In recent months NGO activity on the ATT has focused on the move toward treaty negotiations, the next phase in the UN process. As the manager of program funding provided to the ATTSC by the UK government (see The Ploughshares Monitor, Summer 2009), Project Ploughshares has worked with NGOs worldwide to implement national, regional, and global action on the ATT. The activities have included:

  • Lobbying during the July session of the Open Ended Working Group (OEWG) on the ATT at the UN in New York. With logistics arranged by Oxfam, members of the ATTSC and Southern NGO activists spent the week meeting with diplomats and state officials to advocate the “vital components” of an ATT. The NGO group also provided displays and handout materials for OEWG delegates and organized three side events to explore key treaty features in some detail.
  • Regional workshops in Lebanon and Thailand. Hosted by the Permanent Peace Movement (PPM) in Beirut, participants from 10 Middle East and North African countries met for two days in early July for briefings on the ATT process and to explore campaigning and advocacy with states in the region. A PPM spokesman presented the workshop results to the OEWG meeting in New York and to an ATT-related regional meeting of states in Jordan. Similarly, participants from eight Asia-Pacific countries met in Bangkok in late September at a workshop hosted by Non-Violence International South East Asia (NISEA). In October, a NISEA spokesman made presentations to a regional meeting of states in Kuala Lumpur, Malaysia and to the UN First Committee sessions in New York.
  • Events, exhibitions, and outreach in India. The Control Arms Foundation of India (CAFI) organized several events in New Delhi to bring more exposure to the ATT and press India to support the treaty. CAFI-hosted activities included an August briefing session for parliamentarians and two events in September – a two-day roundtable with government officials, military industry representatives, lawyers, and other experts; and an Inter-Faith Meeting of religious leaders. During September CAFI also mounted a photographic exhibition, “A Farewell to Arms,” featuring 14 renowned Indian photographers such as Shri Raghu Rai. Other popular campaigning activities in India include an on-line petition, work with celebrities, and the distribution of mobilization materials to campaign volunteers.

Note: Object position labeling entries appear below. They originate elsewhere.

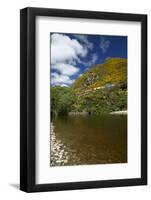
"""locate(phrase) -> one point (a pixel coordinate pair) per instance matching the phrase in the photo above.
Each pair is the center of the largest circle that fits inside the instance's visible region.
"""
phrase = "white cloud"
(92, 61)
(64, 49)
(104, 44)
(84, 39)
(59, 79)
(65, 69)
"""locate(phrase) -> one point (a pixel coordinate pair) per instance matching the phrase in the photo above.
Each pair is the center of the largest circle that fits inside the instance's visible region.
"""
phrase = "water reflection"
(84, 140)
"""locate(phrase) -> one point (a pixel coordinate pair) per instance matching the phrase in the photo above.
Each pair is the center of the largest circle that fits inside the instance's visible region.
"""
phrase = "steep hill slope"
(112, 72)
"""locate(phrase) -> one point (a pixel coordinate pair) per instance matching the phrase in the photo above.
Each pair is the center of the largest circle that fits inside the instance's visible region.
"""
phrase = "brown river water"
(83, 140)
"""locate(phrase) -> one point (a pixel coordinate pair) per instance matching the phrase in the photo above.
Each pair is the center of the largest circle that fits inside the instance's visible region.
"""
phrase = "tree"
(62, 100)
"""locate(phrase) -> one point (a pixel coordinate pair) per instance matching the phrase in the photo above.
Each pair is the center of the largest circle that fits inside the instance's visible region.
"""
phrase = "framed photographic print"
(83, 95)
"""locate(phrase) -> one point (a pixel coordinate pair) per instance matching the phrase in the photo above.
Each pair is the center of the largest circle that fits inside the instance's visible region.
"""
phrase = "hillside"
(100, 90)
(112, 72)
(103, 88)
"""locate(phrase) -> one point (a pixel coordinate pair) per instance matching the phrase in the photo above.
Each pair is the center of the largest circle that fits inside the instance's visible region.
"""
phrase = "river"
(83, 140)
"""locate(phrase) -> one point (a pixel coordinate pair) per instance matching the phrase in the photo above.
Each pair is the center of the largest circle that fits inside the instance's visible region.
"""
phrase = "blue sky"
(73, 54)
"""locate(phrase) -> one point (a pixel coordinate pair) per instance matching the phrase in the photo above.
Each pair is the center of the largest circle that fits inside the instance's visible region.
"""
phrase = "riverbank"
(121, 112)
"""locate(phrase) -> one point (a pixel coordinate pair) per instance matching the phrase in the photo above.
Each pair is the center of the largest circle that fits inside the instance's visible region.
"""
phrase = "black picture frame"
(28, 99)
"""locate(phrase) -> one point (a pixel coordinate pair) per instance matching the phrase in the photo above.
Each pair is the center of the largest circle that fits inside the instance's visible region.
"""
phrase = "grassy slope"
(113, 71)
(103, 99)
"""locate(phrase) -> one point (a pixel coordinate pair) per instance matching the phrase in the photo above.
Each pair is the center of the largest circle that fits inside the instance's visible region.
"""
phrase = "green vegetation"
(62, 100)
(102, 89)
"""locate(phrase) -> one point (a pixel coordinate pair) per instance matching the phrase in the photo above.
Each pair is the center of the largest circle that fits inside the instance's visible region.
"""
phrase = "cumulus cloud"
(65, 54)
(65, 69)
(104, 44)
(65, 49)
(59, 79)
(93, 60)
(84, 40)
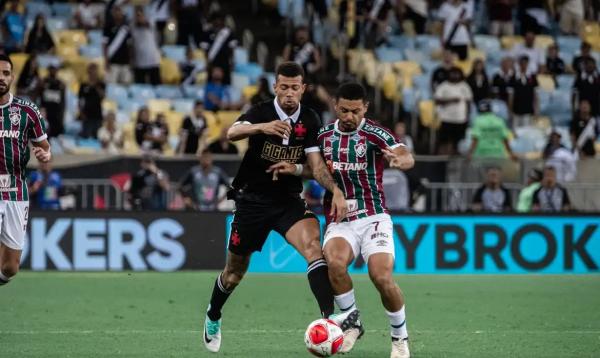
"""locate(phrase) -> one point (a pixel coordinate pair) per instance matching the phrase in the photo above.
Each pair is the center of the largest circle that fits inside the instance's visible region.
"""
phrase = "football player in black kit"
(278, 130)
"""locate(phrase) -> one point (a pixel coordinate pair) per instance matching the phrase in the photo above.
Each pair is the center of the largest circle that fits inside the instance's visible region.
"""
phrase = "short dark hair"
(289, 69)
(6, 58)
(351, 91)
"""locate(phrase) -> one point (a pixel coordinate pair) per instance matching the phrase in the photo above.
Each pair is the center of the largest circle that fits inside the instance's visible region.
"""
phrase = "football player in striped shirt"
(355, 149)
(20, 123)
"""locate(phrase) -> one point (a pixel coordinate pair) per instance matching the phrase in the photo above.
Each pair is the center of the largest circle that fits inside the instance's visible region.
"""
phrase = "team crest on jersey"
(14, 115)
(360, 149)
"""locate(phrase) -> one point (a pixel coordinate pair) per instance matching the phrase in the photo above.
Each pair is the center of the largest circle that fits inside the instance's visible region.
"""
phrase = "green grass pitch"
(161, 314)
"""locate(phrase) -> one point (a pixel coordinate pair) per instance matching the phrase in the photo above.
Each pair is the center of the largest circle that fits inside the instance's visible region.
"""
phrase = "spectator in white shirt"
(457, 16)
(537, 58)
(110, 136)
(453, 101)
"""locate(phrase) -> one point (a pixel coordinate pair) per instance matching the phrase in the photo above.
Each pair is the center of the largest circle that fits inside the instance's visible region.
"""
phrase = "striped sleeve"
(37, 124)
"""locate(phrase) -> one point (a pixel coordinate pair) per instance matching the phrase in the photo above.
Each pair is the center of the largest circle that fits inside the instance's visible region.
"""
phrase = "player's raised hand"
(401, 161)
(41, 154)
(277, 127)
(339, 207)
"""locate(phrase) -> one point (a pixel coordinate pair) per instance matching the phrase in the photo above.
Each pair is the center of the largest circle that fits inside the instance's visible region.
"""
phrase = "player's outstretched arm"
(242, 130)
(321, 173)
(399, 157)
(41, 150)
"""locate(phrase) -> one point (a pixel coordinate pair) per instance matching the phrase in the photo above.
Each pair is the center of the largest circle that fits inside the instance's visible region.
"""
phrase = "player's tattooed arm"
(242, 130)
(399, 157)
(321, 173)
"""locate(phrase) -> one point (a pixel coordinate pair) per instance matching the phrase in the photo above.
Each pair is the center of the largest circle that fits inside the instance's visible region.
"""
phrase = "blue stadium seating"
(168, 92)
(174, 52)
(389, 54)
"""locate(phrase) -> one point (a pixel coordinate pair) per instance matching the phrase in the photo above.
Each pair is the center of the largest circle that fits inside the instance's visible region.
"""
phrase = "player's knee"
(10, 269)
(232, 278)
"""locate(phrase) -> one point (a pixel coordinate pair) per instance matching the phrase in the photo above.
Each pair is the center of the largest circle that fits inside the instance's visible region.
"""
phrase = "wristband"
(299, 169)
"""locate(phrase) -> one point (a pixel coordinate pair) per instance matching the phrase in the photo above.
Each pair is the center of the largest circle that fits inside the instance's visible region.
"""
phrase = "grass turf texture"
(161, 315)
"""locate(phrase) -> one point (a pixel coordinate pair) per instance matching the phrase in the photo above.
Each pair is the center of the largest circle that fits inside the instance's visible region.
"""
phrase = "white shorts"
(13, 223)
(366, 236)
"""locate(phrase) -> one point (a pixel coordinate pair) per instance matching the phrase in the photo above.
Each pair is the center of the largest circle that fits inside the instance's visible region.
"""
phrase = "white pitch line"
(282, 331)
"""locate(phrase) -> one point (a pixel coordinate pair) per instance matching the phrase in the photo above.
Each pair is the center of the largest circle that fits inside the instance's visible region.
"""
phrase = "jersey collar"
(360, 125)
(10, 98)
(283, 116)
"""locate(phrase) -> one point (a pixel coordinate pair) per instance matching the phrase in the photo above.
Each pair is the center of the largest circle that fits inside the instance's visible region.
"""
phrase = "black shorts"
(256, 215)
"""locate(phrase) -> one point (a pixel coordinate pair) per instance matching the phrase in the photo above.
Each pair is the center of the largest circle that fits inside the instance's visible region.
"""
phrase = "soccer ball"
(323, 338)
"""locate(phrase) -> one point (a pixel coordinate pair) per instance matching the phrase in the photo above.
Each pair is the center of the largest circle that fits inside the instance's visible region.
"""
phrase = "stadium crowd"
(497, 79)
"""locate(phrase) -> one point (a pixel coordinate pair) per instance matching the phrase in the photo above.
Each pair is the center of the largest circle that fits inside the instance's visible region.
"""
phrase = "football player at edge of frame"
(20, 122)
(277, 130)
(354, 148)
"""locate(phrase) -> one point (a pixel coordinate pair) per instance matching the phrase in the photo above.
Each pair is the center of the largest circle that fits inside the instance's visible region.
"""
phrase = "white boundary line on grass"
(282, 331)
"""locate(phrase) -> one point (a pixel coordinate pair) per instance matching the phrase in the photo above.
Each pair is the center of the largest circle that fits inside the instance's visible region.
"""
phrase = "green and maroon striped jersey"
(356, 162)
(20, 122)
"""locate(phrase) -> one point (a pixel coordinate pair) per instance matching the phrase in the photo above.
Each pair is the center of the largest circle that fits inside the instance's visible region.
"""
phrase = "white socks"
(346, 301)
(398, 324)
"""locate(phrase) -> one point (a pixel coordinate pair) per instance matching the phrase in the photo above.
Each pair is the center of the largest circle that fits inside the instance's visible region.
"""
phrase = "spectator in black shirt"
(117, 49)
(492, 196)
(200, 186)
(523, 100)
(149, 186)
(478, 81)
(584, 130)
(29, 79)
(192, 130)
(151, 136)
(91, 95)
(554, 64)
(551, 196)
(502, 80)
(219, 45)
(39, 39)
(587, 87)
(441, 73)
(223, 145)
(303, 52)
(52, 96)
(263, 93)
(585, 53)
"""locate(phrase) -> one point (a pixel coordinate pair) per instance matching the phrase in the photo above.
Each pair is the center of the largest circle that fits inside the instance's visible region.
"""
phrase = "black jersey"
(264, 151)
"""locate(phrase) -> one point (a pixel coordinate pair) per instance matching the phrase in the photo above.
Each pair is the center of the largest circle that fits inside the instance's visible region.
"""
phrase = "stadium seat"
(427, 114)
(33, 8)
(174, 52)
(168, 91)
(388, 54)
(74, 38)
(543, 41)
(158, 106)
(183, 105)
(546, 82)
(508, 42)
(565, 81)
(252, 70)
(95, 37)
(57, 24)
(487, 43)
(239, 80)
(193, 91)
(402, 42)
(141, 91)
(240, 56)
(91, 51)
(169, 71)
(63, 9)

  • Lobbying at the UN First Committee in New York in October. With logistics arranged by the International Action Network on Small Arms, more than 40 NGO representatives participated in a staggered lobbying effort throughout October to influence the drafting of, and support for, the ATT resolution approved overwhelmingly on October 30. Although arguably more intense, the NGO activities followed previous First Committee efforts. In addition to regular discussions with diplomats in the UN corridors and at ad hoc meetings, the NGOs distributed recent materials, hosted five side events on ATT topics, and mounted a display depicting breaches of the ATT global principles.